- Born: November 30, 1734 Surry County, Virginia Colony
- Died: 1778 Bute County, North Carolina
- Allegiance: United States of America
- Branch: North Carolina militia
- Service years: 1775-1776
- Rank: Colonel
- Unit: Bute County Regiment
- Commands: Bute County Regiment
- Conflicts: none
- Spouse: Martha Eaton

= William Person =

North Carolina military man (1734–1778)

William Person (November 30, 1734 - 1778) was a planter, member of the colonial assembly of the Province of North Carolina (1771-1774), Revolutionary War Colonel, and commander of the Bute County Regiment of the North Carolina militia (1775-1776).

==Early life==
William Person was born on November 30, 1734, in Surry County, Virginia. He was the son of William and Ann Person. He moved with his parents to Granville County (later became Bute County and now Warren County), North Carolina. He was granted six Granville Grants in the mid-1700s and became a large planter.

On December 16, 1771, he succeeded his brother, Benjamin, as representative of Bute County in the Province of North Carolina House of Burgesses and continued in this position until 1775. Then, he was elected member of the first four Provincial Congresses in North Carolina in 1774, 1775, and 1776. He was also a justice of the peace of Bute County.

He married Martha Eaton on September 2, 1759, in Granville County, Province of North Carolina. She was the daughter of William and Martha Rives Eaton. William and Martha had six children. William died in 1778 in Bute County, North Carolina.

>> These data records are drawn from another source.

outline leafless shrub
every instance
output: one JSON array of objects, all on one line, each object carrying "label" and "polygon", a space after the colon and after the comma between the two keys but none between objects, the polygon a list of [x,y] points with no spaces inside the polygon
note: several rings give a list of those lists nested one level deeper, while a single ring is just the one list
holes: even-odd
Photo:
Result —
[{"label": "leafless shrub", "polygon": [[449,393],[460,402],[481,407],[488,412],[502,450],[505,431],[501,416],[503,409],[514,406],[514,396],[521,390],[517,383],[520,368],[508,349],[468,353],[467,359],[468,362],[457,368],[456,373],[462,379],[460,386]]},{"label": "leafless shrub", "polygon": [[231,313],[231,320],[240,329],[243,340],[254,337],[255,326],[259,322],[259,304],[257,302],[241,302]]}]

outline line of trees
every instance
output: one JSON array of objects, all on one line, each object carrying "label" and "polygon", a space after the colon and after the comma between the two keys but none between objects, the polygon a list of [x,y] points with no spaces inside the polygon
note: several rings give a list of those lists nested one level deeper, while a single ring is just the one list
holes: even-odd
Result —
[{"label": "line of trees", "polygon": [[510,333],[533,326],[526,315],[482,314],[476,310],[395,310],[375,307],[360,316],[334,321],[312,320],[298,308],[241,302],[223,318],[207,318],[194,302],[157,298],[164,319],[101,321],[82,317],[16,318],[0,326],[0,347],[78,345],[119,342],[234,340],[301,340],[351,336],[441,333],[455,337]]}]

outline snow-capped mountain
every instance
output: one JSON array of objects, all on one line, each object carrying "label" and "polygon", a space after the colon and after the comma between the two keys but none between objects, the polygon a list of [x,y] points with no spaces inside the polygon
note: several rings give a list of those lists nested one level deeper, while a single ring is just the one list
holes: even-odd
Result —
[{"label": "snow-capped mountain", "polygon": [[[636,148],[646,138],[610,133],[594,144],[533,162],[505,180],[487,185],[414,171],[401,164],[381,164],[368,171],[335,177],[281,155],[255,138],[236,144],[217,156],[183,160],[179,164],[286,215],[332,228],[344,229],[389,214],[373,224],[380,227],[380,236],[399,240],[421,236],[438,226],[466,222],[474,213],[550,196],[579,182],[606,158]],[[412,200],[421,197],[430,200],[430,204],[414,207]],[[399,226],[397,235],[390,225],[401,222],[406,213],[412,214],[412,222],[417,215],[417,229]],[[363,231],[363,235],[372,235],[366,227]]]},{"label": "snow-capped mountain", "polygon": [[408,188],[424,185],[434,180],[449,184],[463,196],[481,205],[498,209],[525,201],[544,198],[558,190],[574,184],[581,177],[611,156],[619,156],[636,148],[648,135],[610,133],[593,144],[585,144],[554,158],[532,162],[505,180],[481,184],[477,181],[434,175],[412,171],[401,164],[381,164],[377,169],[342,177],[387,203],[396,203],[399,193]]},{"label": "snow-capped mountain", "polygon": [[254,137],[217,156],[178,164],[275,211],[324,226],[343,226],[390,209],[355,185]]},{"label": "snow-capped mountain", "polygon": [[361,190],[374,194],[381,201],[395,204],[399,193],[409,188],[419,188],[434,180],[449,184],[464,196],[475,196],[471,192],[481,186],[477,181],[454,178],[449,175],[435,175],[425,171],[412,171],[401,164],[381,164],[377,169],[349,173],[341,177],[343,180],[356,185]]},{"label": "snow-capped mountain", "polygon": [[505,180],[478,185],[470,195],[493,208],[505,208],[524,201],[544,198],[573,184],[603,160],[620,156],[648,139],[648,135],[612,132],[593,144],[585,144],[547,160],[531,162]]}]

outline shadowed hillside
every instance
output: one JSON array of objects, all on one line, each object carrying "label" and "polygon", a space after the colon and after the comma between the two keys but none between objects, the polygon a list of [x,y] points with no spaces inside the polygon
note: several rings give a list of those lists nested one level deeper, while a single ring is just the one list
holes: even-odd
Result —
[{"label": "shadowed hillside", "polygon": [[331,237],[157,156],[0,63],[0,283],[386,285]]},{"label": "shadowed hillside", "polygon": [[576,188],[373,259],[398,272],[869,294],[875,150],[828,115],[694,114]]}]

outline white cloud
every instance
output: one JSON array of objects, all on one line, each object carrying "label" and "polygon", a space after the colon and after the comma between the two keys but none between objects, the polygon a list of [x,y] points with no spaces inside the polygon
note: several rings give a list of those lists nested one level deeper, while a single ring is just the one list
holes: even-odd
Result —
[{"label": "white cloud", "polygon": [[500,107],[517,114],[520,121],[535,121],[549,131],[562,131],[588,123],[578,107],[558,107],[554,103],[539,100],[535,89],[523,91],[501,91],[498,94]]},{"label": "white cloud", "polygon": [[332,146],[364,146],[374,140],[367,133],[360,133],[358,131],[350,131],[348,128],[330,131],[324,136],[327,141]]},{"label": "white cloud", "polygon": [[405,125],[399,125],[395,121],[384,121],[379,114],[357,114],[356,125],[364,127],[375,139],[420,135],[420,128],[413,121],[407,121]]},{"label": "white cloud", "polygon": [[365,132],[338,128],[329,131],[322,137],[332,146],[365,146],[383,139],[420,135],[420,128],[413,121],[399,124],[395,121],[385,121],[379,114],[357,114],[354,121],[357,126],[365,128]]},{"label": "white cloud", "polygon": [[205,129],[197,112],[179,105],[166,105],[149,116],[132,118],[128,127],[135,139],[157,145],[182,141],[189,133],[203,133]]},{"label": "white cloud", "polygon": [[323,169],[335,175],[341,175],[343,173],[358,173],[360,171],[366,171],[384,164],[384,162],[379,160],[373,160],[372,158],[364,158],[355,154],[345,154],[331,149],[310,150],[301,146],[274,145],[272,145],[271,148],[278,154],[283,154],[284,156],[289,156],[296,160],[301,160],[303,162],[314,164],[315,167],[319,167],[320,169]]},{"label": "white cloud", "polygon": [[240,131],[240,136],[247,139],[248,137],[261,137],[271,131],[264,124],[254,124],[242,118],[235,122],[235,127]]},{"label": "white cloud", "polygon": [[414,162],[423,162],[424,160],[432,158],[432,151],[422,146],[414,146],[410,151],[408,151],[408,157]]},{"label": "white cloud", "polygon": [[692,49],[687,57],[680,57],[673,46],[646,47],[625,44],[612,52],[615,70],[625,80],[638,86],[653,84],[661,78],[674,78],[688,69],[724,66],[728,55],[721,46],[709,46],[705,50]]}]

==Revolutionary War service==
On September 9, 1775, the Provincial Congress appointed William as a colonel and commander of the Bute County Regiment, subordinate to the Halifax District Brigade under Brigadier Allen Jones of the North Carolina militia. He resigned his commission in April 1776. He was replaced by Colonel Philemon Hawkis, Jr. The Bute County Regiment ceased to exist on January 30, 1779, since Franklin and Warren counties were created from Bute county and they both had regiments of militia.